Sitting in bed on Saturday morning, I look down at Mack, our seven-year-old blue heeler/chihuahua mix. He’s twisted into a “c” shape with all four feet in the air, head thrown back, snoring. We call this position “Dog of Pompeii.” I pet his belly, and my hand’s movement showers dog hair onto the sheets, blankets, pajamas. An unpleasant smell of doggy body odor rises with the disturbance.

There’s no avoiding it. It’s Mommy-Doggy Time.

A year after we rescued this little lovebug from the pound, the time for Mack’s first regular vet checkup arrived. Along with the necessary vaccinations, I needed advice about his belly. He’d licked it red and wouldn’t leave it alone. The vet took one look at him and asked when his last bath was.

I couldn’t remember. Our Mack-Mack-Dog-of-Love hates bathing, so I didn’t force him.

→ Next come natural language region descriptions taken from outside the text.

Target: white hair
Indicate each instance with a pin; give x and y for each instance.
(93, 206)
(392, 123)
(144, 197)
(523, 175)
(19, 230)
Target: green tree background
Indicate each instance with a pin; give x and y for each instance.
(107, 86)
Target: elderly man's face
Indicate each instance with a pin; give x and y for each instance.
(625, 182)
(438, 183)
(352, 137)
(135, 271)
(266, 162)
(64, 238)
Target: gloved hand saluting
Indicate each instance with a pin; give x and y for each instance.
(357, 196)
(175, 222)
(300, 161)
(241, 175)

Mama LA got the Vet Smackdown!

After a deworming treatment and an antibiotic shot, Dr. Randy sold me a bottle of special shampoo. “Give him a bath with this today and then once every other day until the redness disappears. After that, bathe him once a week with this shampoo to prevent this from happening again.”

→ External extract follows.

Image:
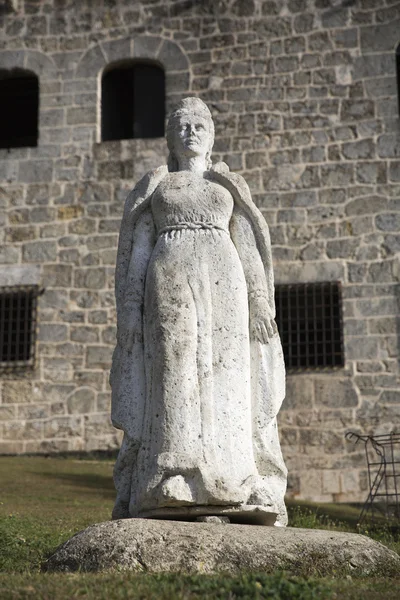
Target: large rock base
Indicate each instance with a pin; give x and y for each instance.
(173, 546)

He followed up the instructions with an especially stern “You can’t let your dog run your life” look.

My eyes fell in shame, and Mack caught them with his deep brown gaze of utter devotion. Could I betray those eyes?

Yes. If it meant a better life for him, I would do whatever it took.

Even if he hated me for it.

I straightened my shoulders, lifted my head and gave Dr. Randy a quick nod of acquiescence.

Mommy-Doggy Time began that afternoon.

I used to have a mostly white border collie mix named Cappy. On his daily wanderings, he’d sometimes find the delightful feces of a cow, random wild animal, or another dog. Headfirst dives were the preferred method of ecstatic communion. Coming home, eyes wild with joy and body exhausted from his revelry, the smell would hit my nose before I saw the smears down the sides of his neck and body. His doggy grin never drooped as I’d say, “Oh Cappy! Poopy-dookie!”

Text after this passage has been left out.